Short, late, not particularly insightful, post tonight. I'm in Michigan; I saw Obama speak at the University of Michigan commencement. Which was awesome, but the whole trip has involved a great deal of sleep deprivation and so I've read little and have little to say. Alas.
But I've been reading a book about ancient cities, "From Mycenae to Constantinople". It's a welcome change of pace from Edge City. Edge City, like its subject, is sprawling and thinly populated, but From Mycenae ... is written in a dense academic style. And I majored in Classics in college, so dense academic books about the ancients kind of feel like home. On the other hand, the conjunction of what appear to be my two main interests, cities and Classics never really overlapped. This is my first direct study, as opposed to allusion and asides in other classes.
Anyway, I haven't extracted a whole lot to
put here, cause I was reading it on three hours of sleep, and the book is not much concerned with city life as such. That is, there is little direct discussion of things like infrastructure, traffic, economic development and daily life, in part because those things are so hard to establish, and in part because it's not the author's main goal. But there is a tie in to Edge City in the case of Rome.
The best way to avoid Edge City is to have marauding bands of Gauls running around your countryside. As late as the 3rd century AD (when the army could no longer keep the barbarians at

the frontiers) Rome could be encircled with a 19km wall. A similar wall for Los Angeles would be 300km or so, relying on the coast to cover the other half. Additionally, Rome had great mixed use: shops, industry and housing was all intermixed in tight-knit districts. Indeed, such was the diffusion of uses that there is an entire page where the author wonders what the point of the forum, in the empire, was. (In the Republic, political discourse and argument was conducted there, but that was unnecessary in the autocratic Empire.) Official government business was done in the vast complexes of the Emperors which were elsewhere in the city.

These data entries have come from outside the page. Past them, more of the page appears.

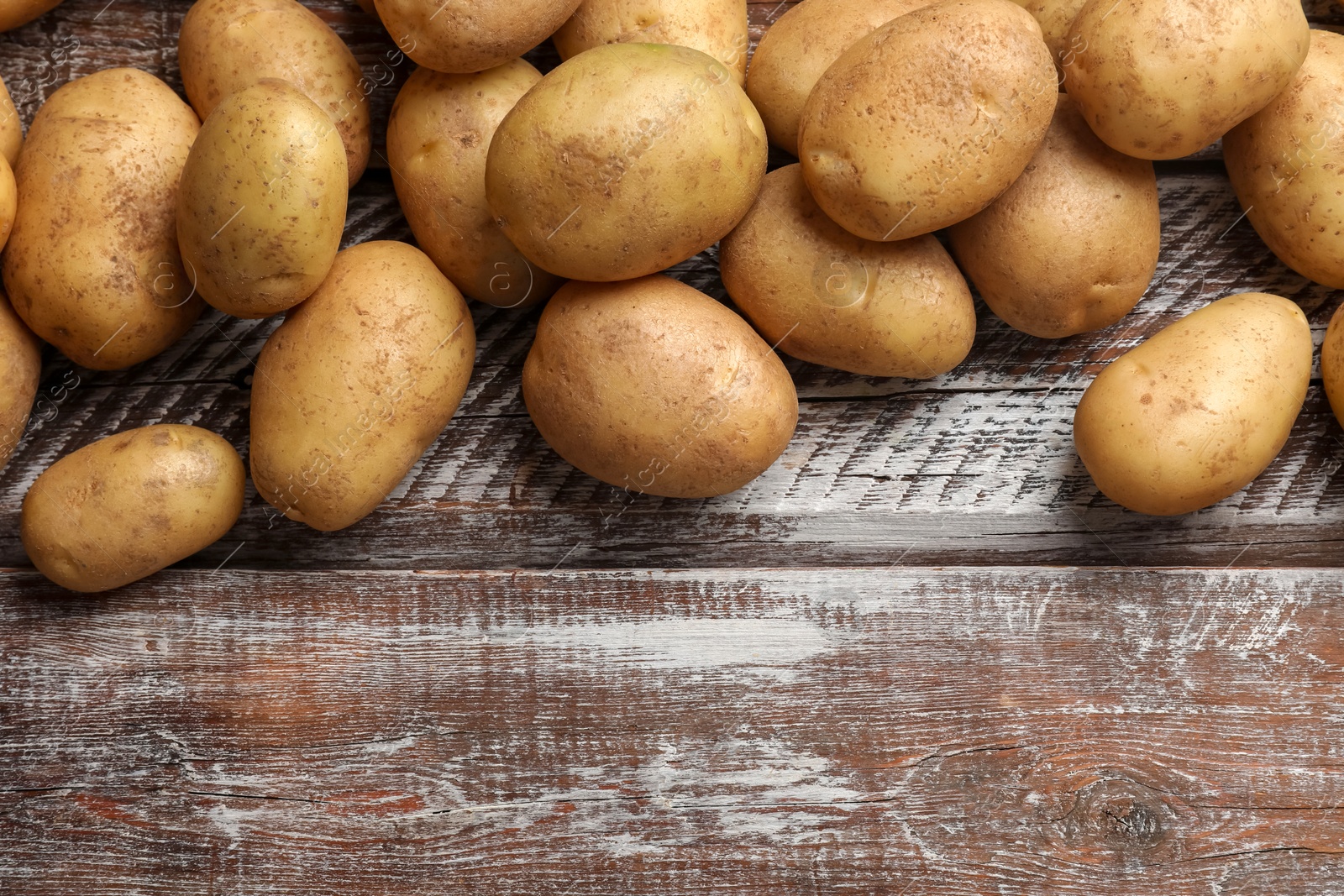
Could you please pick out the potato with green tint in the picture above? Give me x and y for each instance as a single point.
(92, 265)
(625, 160)
(925, 121)
(356, 385)
(1073, 244)
(437, 140)
(20, 365)
(799, 49)
(1167, 78)
(262, 201)
(228, 45)
(655, 387)
(1200, 410)
(820, 293)
(714, 27)
(131, 504)
(1285, 164)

This is mixed use too, since the emperor and presumably his bureaucrats also lived there. Additionally, Most fora had basilicae where legal business was done, but the Imperial fora did not have one. And commercial activity was spread out. He concludes that it is wrong to view the forum as 'utilitarian' and that it was mostly just a large embellishment to make the city look good. As an urban form I'm not sure there's an equivalent in a modern American city; a compact city with no substantial downtown. Any thoughts?